What about the Wife?
The final point I want to discuss is DeAngelo’s wife. What, if anything, did she know? They were married and living together for the entirety of his crime sprees. Her released statement was that she knew nothing. I think I believe her, but at the same time, a few potential doubts come to mind. First, her separation from DeAngelo. He committed his final attack in 1986; she left him in 1991. However, they never divorced until a year after his arrest and after he had already basically agreed to plea guilty, thus removing any chance she would have to testify. Part of me wonders if she found something out and confronted him.

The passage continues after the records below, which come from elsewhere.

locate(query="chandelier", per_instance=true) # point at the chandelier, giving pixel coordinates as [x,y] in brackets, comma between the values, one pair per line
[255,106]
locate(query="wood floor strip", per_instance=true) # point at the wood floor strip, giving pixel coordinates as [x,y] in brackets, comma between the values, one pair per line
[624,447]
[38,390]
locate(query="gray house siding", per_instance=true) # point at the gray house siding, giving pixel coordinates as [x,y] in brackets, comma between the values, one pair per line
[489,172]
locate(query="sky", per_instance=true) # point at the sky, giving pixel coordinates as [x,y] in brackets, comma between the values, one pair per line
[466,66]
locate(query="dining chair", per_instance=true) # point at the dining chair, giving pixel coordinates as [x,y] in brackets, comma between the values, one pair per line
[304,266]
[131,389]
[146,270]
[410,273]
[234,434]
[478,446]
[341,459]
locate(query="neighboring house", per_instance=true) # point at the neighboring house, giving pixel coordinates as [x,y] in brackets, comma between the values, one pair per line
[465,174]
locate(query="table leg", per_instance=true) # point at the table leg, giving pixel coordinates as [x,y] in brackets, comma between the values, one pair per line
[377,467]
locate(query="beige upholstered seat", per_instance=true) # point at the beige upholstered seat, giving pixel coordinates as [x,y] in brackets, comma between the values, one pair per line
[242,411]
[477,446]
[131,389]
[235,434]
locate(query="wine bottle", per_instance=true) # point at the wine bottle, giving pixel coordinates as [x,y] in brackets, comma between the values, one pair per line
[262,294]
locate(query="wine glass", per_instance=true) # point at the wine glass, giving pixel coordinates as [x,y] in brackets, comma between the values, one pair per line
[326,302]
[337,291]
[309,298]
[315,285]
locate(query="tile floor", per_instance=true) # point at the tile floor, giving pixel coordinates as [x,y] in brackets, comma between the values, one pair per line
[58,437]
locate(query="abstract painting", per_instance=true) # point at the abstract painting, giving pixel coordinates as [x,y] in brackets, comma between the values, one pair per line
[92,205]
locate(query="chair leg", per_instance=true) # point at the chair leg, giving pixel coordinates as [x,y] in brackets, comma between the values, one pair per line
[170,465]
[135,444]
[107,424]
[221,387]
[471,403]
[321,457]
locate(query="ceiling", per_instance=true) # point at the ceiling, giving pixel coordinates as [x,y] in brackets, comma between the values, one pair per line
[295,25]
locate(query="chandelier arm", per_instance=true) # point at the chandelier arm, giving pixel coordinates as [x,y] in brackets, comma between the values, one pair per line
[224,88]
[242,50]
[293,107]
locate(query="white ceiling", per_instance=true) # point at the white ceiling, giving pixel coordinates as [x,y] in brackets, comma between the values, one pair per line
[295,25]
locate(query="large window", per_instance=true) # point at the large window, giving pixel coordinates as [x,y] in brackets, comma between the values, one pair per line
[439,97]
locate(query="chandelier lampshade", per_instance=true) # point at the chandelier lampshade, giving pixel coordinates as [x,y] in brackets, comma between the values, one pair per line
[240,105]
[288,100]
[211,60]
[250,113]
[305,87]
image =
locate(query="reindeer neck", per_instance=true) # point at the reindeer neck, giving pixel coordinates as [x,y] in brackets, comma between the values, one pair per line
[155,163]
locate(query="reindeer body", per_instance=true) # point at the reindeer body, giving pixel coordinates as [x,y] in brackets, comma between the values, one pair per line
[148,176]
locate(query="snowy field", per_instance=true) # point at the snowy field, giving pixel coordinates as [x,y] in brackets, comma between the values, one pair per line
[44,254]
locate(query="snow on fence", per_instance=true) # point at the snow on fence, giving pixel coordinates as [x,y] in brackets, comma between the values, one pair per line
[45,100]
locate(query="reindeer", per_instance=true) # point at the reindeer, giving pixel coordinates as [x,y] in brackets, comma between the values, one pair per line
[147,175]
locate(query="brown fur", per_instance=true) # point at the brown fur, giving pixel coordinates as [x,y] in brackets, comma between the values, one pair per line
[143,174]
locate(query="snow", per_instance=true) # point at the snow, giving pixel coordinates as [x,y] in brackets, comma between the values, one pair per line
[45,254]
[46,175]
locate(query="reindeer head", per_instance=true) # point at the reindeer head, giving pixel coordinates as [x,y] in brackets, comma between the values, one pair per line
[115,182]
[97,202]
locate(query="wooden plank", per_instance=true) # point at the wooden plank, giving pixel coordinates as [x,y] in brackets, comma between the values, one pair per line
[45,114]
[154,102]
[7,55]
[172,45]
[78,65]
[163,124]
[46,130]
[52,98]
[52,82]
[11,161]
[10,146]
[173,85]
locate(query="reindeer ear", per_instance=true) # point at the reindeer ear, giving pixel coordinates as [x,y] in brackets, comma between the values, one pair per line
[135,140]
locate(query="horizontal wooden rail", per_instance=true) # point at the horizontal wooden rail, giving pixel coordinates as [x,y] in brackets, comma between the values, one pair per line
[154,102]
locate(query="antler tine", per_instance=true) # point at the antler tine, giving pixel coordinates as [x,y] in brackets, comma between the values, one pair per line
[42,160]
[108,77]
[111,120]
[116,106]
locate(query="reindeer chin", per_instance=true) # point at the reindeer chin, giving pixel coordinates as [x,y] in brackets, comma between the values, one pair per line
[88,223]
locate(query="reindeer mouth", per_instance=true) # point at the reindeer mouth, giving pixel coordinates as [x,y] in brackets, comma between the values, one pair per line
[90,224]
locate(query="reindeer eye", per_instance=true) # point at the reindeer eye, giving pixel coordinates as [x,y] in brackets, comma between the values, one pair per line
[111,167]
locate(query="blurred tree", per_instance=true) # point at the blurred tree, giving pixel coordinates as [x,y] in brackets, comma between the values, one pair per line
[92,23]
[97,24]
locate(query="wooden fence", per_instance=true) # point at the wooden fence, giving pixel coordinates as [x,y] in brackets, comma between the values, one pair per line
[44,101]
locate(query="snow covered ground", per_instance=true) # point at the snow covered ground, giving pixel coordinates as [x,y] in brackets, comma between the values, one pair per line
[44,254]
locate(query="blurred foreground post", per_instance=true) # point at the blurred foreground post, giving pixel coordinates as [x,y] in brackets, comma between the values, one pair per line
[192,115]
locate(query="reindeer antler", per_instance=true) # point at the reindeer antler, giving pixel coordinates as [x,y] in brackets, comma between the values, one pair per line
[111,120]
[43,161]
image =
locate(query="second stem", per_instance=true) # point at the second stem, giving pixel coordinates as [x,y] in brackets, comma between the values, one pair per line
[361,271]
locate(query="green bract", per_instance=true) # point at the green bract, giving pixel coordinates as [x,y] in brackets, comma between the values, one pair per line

He then allowed her to leave so long as she never divorced him (a wife cannot be made to testify against her husband). The supposed story is that she remained married for insurance reasons, yet her brother said that after 1991 she wanted “nothing to do with him.” As an attorney, she made significantly more money than DeAngelo and would not have needed his insurance. DeAngelo’s (now ex) wife has declined to make any further statements, so unless she opens up, we will likely never know.
The Maggiore Murders
Though DeAngelo confessed during his trial to the 1978 double homicide of Brian and Katie Maggiore who were gunned down while walking their dog in their Rancho Cordova neighborhood in California, there are those who still believe that they were not victims of the Golden State Killer (it is not unheard of for serial killers to confess to additional crimes they did not commit). To read more about one of the alternate theories concerning the death of the Maggiores, visit www.ear-ons.com, one of the longest-running websites dedicated to solving the crimes attributed to the East Area Rapist/Original Night Stalker.
The eyes of the LORD are in every place,
Beholding the evil.
There is nothing covered,
That shall not be revealed;
That shall not be known.
Behold, ye have sinned against the Lord:
And be sure your sin will find you out.